RealtyTrac released its 2015 Year-End U.S. Foreclosure Market Report January 14, finding foreclosures at a nine-year low.

Foreclosure filings, which include default notices, scheduled auctions and back repossessions, were down 3 percent over 2014 and 62 percent over the peak in 2010. After four years on the decline, bank repossessions increased.

Another positive– homes had been in the foreclosure process in 2015 for a slightly shorter period of time. The length of the process fell one day to 629 over the previous quarter, and was still up by 4 percent over the same time last year.

[Tweet “Texas bank repossessions increased 115 percent in 2015”]

“In 2015 we saw a return to normal, healthy foreclosure activity in many markets even as banks continued to clean up some of the last vestiges of distress left over from the last housing crisis,” said Daren Blomquist, vice president at RealtyTrac in a statement. 

Six metro areas among the nation’s 20 largest posted increases in foreclosure activity:

  • Boston, up 44 percent
  • St.
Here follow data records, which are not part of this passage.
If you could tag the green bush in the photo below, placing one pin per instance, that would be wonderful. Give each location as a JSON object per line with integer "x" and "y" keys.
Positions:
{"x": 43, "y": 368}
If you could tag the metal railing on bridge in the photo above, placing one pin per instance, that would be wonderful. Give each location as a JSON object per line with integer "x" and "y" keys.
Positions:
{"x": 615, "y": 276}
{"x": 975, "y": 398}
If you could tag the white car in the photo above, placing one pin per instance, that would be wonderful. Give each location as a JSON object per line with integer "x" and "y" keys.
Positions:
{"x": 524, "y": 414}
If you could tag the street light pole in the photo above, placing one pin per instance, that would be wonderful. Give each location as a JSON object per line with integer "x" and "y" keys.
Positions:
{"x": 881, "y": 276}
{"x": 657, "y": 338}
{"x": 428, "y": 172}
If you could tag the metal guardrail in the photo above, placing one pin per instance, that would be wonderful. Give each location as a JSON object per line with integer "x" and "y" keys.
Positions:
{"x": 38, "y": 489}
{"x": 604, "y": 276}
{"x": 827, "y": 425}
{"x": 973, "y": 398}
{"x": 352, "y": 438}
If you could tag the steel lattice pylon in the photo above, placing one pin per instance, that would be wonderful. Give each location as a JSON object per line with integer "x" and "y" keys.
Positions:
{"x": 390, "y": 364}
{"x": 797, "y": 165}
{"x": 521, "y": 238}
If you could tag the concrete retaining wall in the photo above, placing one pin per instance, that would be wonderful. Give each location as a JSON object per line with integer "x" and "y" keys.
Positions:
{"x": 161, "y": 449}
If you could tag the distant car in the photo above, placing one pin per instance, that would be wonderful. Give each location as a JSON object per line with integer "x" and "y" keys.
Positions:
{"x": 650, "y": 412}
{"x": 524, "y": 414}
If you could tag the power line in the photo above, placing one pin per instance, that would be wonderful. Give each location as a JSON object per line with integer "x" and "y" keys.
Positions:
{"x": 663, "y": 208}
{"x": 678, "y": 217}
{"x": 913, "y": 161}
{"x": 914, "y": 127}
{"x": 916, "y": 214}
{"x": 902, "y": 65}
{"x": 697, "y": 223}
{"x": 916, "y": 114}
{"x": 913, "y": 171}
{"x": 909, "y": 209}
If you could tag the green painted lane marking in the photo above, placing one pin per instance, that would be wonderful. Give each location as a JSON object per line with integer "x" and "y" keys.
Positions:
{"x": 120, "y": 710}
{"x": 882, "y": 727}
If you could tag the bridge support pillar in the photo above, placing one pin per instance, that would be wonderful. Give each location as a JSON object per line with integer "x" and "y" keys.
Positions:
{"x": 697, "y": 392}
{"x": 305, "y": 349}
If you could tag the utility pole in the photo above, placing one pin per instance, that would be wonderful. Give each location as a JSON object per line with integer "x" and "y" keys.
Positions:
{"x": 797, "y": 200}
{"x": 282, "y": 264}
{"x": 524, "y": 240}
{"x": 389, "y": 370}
Louis, up 38 percent
  • Dallas, up 25 percent
  • Detroit, up 22 percent
  • New York, up 9 percent
  • Houston, up less than 1 percent

The metros with the highest foreclosure rates include:

  • Atlantic City, New Jersey, at 3.43 percent
  • Trenton, New Jersey, at 2.14 percent
  • Tampa Bay-St. Petersburg-Clearwater, Florida, at 2.03 percent
  • Jacksonville, Florida, 2.02 percent
  • Miami, Florida, at 1.98 percent

RealtyTrac 2015 Year-End U.S. Foreclosure Market Report

Blomquist says that the increase in foreclosures in Texas is impacted by the local economic problems, especially in the oil industry. The state saw an increase in foreclosure activity by 16 percent annually in 2015. Homes in 2015 were in the foreclosure process in Texas for 266 days.

Bank repossessions in Texas upticked by 115 percent over 2014.